Poly-encoders: Architectures and Pre-training Strategies for Fast and Accurate Multi-sentence Scoring
This paper introduces a transformer architecture known as the Poly-encoder, innovating in the domain of multi-sentence scoring tasks which often require balancing accuracy with computational efficiency. In contexts where models need to evaluate multiple candidate sequences against an input context, existing methods vary significantly in terms of accuracy and speed. The new architecture proposed, the Poly-encoder, is designed to mediate between the high predictive quality of Cross-encoders and the speed advantages presented by Bi-encoders.
The paper critically examines the existing models: Cross-encoders, which conduct comprehensive self-attention across input-label pairs, and Bi-encoders that encode these separately, bringing clarity to the performance trade-offs each encapsulates. While Cross-encoders offer state-of-the-art accuracy, they are often too slow for practical use due to their intensive computation across candidate pairs at inference time. Bi-encoders bring efficiency as they allow for caching of candidate encodings, thus expediting the evaluation process, but generally at the expense of lower accuracy.
The Poly-encoder combines elements from both Cross- and Bi-encoders to achieve better performance without sacrificing speed. It employs a mechanism that utilizes a limited number of global context representations that subsequently attend to the candidate. This approach provides a nuanced interaction between context and candidates while maintaining computational feasibility. The empirical results presented in the paper indicate that Poly-encoders perform favorably on several dialogue and information retrieval tasks compared to pre-existing methods. Particularly over tasks such as ConvAI2, DSTC7, and Ubuntu Dialogue Corpus, the Poly-encoder outpaces Bi-encoders in accuracy and narrows the performance gap with Cross-encoders, all while maintaining a faster inference speed conducive for large-scale or real-time applications.
Importantly, the paper also explores the nuances of pretraining strategies for transformer models pertinent to this domain. Pre-training on domain-related data is highlighted as pivotal for elevating the Poly-encoder's performance, outweighing traditional BERT pre-training that utilizes more general corpora like Wikipedia and Toronto Books. Fine-tuning established transformer weights that have been pre-trained on Reddit datasets—reminiscent of the dialogue tasks in focus—demonstrated superior results, underscoring a broader finding that pre-training with data more aligned with the downstream task enhances subsequent performance.

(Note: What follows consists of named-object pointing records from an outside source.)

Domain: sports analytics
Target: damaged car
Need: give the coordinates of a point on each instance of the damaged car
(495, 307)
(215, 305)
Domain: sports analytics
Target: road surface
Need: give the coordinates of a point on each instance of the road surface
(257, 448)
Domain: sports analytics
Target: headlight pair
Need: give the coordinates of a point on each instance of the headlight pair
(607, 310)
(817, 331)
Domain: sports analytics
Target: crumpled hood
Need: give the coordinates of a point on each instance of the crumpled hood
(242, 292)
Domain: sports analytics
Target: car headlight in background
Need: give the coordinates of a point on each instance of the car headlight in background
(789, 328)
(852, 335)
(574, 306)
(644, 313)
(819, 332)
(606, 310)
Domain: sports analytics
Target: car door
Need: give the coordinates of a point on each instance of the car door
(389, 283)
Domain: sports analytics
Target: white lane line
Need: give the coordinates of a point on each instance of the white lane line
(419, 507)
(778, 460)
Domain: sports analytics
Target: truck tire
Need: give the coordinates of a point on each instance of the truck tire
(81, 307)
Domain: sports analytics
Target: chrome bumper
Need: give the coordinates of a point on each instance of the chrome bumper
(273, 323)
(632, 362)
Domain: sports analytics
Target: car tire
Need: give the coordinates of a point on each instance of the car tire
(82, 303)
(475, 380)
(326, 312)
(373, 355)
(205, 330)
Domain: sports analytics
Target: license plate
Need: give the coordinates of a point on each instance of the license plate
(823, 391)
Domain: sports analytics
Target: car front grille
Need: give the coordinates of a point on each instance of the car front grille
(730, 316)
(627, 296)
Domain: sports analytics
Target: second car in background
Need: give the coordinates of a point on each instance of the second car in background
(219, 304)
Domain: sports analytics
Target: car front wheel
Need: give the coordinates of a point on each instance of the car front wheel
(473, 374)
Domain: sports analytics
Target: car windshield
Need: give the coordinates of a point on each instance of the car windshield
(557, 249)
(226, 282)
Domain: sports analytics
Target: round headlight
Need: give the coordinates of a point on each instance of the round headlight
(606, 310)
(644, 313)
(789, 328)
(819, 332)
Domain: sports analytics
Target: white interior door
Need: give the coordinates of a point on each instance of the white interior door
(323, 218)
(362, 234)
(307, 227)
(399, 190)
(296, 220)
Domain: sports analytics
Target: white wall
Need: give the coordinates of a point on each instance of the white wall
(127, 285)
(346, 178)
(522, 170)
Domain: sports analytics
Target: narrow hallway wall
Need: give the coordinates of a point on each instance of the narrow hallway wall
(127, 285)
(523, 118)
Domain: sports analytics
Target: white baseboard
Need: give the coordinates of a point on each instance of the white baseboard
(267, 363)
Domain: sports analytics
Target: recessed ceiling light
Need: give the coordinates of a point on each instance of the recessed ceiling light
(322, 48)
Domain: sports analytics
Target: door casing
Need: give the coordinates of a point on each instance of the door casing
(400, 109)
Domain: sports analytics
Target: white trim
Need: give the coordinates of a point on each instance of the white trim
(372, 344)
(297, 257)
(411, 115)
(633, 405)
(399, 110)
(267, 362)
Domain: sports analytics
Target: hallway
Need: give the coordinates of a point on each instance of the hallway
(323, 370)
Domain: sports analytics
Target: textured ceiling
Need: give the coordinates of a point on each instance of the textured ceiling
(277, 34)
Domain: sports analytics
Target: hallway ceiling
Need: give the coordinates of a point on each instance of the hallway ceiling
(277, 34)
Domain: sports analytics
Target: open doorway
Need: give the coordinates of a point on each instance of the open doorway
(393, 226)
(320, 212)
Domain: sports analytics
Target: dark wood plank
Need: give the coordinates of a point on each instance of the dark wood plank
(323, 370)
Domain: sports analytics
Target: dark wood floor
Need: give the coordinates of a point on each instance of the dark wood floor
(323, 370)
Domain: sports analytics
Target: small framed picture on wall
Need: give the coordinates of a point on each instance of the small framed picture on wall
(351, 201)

In summary, the Poly-encoder stands as an efficient compromise, significantly advancing the task of multi-sentence scoring. Its design ensures it can better leverage the nuances of predictive modeling, achieving higher accuracy than Bi-encoders, and maintaining a performance close to Cross-encoders while dramatically reducing computational time. This development enables more efficient use in practical applications, such as conversational AI and large-scale retrieval tasks, pointing towards a future where transformer architectures continue to strike a finer balance between speed and accuracy. This paper contributes a critical step forward in real-time predictive model efficiency, with potential implications for various AI applications that require prompt and precise text matching capabilities. As AI models continue advancing, the principles outlined here could form a foundation for subsequent models balancing nuanced comprehension and operational practicality.